Per rimanere aggiornati sulle ordinanze e sulle novità in merito all'emergenza Coronavirus, è possibile consultare la pagina Facebook oppure il sito ufficiale dell'azienda sanitaria (vedi articolo).

Tuttavia, non solo in Veneto sono circolate delle fake news sul caso Coronavirus. Anche altre Regioni d'Italia sono state bersaglio dei cosiddetti falsari della notizia, con l'unico risultato di vedere aggravata una psicosi generata dalla paura del contagio.

Ma non è tutto. Le testate d'informazione nazionale hanno subito veri e propri furti delle pagine online di loro proprietà, utilizzate per confezionare ad hoc articoli dai titoli fasulli.

È il caso, ad esempio, del quotidiano Il Giornale il quale, grazie alla segnalazione di un lettore preoccupato, ha denunciato la circolazione sul web di un articolo mai prodotto, nel quale veniva annunciato un falso caso di contagio a Chioggia: un fake rimbalzato su Facebook, fino ad arrivare ad alcuni gruppi Whatsapp.

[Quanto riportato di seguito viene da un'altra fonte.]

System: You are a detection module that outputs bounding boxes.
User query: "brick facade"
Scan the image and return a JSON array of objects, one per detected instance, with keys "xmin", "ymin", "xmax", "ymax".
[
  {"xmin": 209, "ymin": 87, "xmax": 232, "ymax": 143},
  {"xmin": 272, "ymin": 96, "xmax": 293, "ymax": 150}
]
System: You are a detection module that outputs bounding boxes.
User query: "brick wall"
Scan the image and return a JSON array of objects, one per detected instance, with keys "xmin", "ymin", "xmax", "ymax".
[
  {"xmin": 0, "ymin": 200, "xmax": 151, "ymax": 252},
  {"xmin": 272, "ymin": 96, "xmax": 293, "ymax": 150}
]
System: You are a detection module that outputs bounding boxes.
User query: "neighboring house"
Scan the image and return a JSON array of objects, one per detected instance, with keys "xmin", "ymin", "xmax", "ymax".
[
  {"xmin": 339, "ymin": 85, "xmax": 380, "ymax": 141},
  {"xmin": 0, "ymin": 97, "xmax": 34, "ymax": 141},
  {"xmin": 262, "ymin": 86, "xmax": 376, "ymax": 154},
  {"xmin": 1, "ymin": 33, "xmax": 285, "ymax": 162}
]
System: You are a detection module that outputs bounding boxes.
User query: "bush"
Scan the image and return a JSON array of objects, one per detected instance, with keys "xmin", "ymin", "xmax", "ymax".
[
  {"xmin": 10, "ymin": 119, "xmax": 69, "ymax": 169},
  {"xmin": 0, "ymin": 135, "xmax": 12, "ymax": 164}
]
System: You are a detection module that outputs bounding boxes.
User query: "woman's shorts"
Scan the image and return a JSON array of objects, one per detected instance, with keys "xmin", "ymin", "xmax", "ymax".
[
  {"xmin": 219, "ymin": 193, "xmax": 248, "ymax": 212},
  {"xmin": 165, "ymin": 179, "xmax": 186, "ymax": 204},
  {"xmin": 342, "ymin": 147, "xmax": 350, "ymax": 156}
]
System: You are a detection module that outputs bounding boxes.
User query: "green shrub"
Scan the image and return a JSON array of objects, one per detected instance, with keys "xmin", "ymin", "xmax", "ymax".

"Una bufala di una gravità inaudita - ha commentato Il Giornale - che colpisce al cuore l'informazione, in un momento in cui non bisogna in alcun modo scatenare il panico nel Paese". La testata locale Chioggia tv ha poi reso noto questo caso di manipolazione.

Anche La Stampa, inoltre, è stata vittima degli ignoti falsari, autori di fake news atte a generare pesanti correnti di disinformazione, ovvero strumenti in grado di seminare panico in uno stato di avviata emergenza.



(Fonte: Arianna Ceschin © Qdpnews.it).
(Foto: web).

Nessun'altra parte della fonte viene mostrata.